沙村広明 - 無限の住人

7月 26 2013

やはりこれは、類まれな画力の魅力なのだろうな。

一応江戸時代だが、あえて時代考証は無視し、衣装やいでたち、剣や武器、防具もオリジナリティー溢れるデザインに、懲りまくっている。
独自の武器を生かした戦闘シーンの迫力は圧倒的で、しかもスピード感に溢れている。

主人公の万次は、事実上、不死の身体を持つ。
再生力が半端ではない。
だから、相手があまりに強敵のときは、不死を前提に、かなり無茶な戦いをする。
腕が切り飛ばされるぐらいはお構い無しだ。

敵は不死でこそ無いが、また異常に強い捨て身の奴が揃っている。

物語はいくつかの糸によって織られている。
敵討ち、剣客集団である逸刀流の謀反、不死の身体の秘密を追う者。
中でも逸刀流の背景は丁寧に織られており、当初は敵であった彼らに次第に共感を覚えてくるから、物語が俄然複雑化する。
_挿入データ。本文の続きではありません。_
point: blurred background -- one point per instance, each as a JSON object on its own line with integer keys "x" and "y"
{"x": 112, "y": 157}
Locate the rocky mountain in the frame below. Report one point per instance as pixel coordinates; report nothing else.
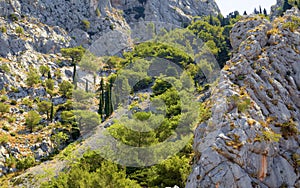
(252, 137)
(32, 34)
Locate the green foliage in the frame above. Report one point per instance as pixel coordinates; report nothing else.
(89, 62)
(59, 138)
(32, 119)
(86, 119)
(5, 68)
(165, 51)
(11, 162)
(160, 86)
(3, 139)
(44, 107)
(3, 29)
(4, 108)
(92, 171)
(98, 13)
(292, 25)
(171, 172)
(86, 24)
(288, 128)
(13, 17)
(65, 88)
(44, 69)
(76, 54)
(49, 84)
(204, 113)
(32, 77)
(19, 30)
(269, 135)
(25, 163)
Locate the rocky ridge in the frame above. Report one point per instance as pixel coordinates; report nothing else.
(252, 137)
(32, 34)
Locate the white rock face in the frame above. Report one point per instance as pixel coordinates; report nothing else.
(169, 11)
(237, 147)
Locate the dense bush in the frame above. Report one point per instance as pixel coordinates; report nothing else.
(32, 120)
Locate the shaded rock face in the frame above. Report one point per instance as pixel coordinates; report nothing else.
(252, 138)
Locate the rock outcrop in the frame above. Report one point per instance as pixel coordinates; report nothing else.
(174, 12)
(252, 138)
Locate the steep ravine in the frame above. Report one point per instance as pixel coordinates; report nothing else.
(252, 138)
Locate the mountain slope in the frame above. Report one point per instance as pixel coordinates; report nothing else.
(252, 138)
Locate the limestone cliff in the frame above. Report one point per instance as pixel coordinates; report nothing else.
(252, 138)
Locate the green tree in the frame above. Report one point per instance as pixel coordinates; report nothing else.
(49, 84)
(86, 119)
(52, 112)
(75, 54)
(89, 62)
(101, 98)
(59, 138)
(44, 69)
(32, 77)
(65, 88)
(44, 107)
(286, 5)
(32, 119)
(4, 108)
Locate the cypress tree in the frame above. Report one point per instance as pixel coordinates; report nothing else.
(265, 12)
(286, 5)
(111, 109)
(101, 98)
(49, 75)
(107, 102)
(260, 11)
(52, 112)
(86, 86)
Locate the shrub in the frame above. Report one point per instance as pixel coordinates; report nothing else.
(4, 108)
(19, 30)
(86, 24)
(3, 139)
(32, 77)
(44, 69)
(4, 98)
(5, 68)
(11, 162)
(44, 107)
(25, 163)
(3, 29)
(49, 84)
(271, 136)
(65, 88)
(98, 13)
(6, 128)
(13, 17)
(32, 119)
(13, 102)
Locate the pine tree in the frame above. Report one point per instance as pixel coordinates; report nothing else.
(75, 54)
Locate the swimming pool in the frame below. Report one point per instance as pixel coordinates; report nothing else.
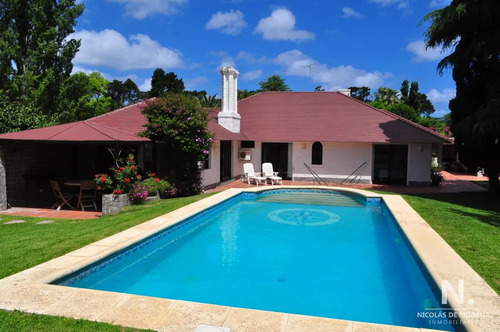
(342, 259)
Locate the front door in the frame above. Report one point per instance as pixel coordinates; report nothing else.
(276, 154)
(390, 164)
(225, 160)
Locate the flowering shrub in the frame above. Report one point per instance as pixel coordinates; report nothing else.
(180, 127)
(122, 178)
(138, 194)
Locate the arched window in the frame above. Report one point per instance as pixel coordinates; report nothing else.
(317, 154)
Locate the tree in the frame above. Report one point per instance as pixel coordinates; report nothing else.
(35, 54)
(209, 101)
(274, 83)
(471, 29)
(387, 95)
(84, 96)
(360, 93)
(405, 91)
(180, 128)
(162, 83)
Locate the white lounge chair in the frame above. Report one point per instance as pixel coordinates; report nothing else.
(251, 175)
(268, 173)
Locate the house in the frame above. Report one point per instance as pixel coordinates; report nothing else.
(337, 136)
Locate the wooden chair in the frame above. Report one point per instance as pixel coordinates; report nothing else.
(62, 198)
(87, 196)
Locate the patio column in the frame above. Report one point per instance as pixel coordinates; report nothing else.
(3, 183)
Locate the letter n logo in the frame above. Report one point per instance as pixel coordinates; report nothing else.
(446, 288)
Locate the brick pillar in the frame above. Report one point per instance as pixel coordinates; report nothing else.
(3, 183)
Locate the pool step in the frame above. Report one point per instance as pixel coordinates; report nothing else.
(311, 198)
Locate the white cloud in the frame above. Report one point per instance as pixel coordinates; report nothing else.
(332, 78)
(230, 23)
(400, 3)
(350, 13)
(252, 59)
(281, 26)
(439, 3)
(441, 97)
(252, 75)
(195, 82)
(422, 54)
(145, 85)
(109, 48)
(141, 9)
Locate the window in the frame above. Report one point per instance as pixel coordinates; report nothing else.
(317, 154)
(206, 162)
(248, 144)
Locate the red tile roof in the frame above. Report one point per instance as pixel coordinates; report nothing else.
(325, 117)
(267, 117)
(121, 125)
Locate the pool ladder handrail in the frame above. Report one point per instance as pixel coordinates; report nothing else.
(357, 169)
(315, 175)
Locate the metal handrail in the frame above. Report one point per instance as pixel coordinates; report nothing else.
(316, 177)
(363, 164)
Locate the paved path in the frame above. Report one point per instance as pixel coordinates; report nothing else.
(452, 183)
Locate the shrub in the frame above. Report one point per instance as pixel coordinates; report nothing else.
(180, 127)
(122, 179)
(138, 194)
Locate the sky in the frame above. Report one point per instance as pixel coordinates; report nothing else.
(330, 43)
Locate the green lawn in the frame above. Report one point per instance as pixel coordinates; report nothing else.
(469, 222)
(27, 244)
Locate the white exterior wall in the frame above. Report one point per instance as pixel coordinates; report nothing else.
(256, 159)
(419, 163)
(212, 174)
(339, 161)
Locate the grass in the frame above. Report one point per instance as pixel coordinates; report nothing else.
(15, 321)
(26, 245)
(469, 222)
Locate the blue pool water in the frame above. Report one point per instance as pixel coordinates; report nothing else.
(342, 259)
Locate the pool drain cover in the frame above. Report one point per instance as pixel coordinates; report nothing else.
(303, 217)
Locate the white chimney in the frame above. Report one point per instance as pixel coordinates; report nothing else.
(229, 117)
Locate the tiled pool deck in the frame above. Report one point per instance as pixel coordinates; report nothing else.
(29, 290)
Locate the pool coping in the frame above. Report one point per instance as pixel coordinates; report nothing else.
(30, 290)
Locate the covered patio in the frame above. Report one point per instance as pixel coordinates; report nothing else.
(74, 151)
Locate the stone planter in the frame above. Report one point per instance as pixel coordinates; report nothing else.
(153, 198)
(113, 203)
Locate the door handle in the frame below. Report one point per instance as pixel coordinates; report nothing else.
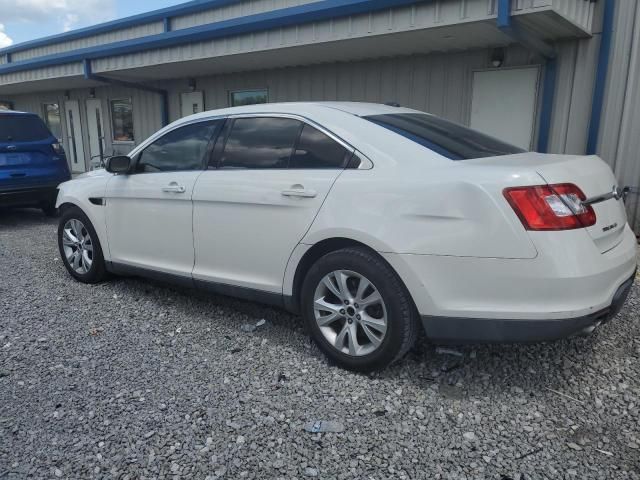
(298, 190)
(173, 187)
(300, 193)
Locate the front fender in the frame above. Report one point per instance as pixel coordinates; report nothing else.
(78, 193)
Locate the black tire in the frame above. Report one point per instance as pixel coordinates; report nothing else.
(402, 319)
(97, 272)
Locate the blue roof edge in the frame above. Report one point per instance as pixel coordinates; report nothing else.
(306, 13)
(194, 6)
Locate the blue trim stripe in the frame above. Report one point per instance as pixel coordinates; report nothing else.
(312, 12)
(141, 19)
(601, 77)
(548, 95)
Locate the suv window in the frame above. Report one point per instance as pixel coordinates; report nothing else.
(260, 142)
(449, 139)
(22, 128)
(181, 149)
(317, 150)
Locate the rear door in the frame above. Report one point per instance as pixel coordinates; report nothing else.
(26, 155)
(267, 180)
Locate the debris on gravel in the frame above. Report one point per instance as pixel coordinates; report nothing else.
(134, 379)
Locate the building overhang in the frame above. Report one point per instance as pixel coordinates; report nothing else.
(322, 31)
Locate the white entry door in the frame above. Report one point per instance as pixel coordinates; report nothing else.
(95, 124)
(504, 104)
(190, 103)
(75, 149)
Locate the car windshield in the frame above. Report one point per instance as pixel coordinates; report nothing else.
(449, 139)
(22, 128)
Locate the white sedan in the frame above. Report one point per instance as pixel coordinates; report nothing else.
(372, 221)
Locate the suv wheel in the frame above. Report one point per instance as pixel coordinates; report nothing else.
(357, 310)
(79, 247)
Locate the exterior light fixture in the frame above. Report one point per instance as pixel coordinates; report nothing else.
(497, 57)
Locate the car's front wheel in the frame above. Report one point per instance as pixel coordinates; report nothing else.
(79, 247)
(357, 310)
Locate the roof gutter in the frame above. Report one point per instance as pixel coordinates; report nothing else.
(506, 25)
(601, 77)
(164, 94)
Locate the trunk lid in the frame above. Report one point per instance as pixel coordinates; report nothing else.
(591, 174)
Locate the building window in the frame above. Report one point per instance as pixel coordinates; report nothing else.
(122, 120)
(52, 119)
(249, 97)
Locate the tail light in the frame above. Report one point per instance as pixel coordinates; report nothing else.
(551, 207)
(59, 149)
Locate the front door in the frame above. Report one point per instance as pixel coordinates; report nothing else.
(95, 125)
(258, 200)
(75, 147)
(149, 211)
(190, 103)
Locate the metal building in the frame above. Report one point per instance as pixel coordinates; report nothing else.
(551, 75)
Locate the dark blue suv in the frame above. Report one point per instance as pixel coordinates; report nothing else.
(32, 162)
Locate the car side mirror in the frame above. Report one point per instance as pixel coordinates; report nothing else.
(118, 164)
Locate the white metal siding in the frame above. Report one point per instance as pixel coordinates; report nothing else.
(420, 16)
(437, 83)
(92, 41)
(248, 7)
(619, 139)
(58, 71)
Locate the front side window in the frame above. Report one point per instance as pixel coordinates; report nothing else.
(317, 150)
(249, 97)
(260, 142)
(122, 120)
(52, 118)
(449, 139)
(181, 149)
残酷な流血シーンが多いが、ただ残忍なだけの物語ではない。
彼らの戦う理由の重さが、必ずしも命を粗末にしているわけではないことを物語っているからだ。

険しい物語だけに、時折混じってくる軽いギャグが異様に効く。

作者のデビュー作であり、約20年かけて連載され、途中、少しずつ物語の描き方が変わっていきつつ、昨年末に完結した。
全30巻。

表紙はあえて29巻。
独自の武器や衣装の一例がよく分かると思う。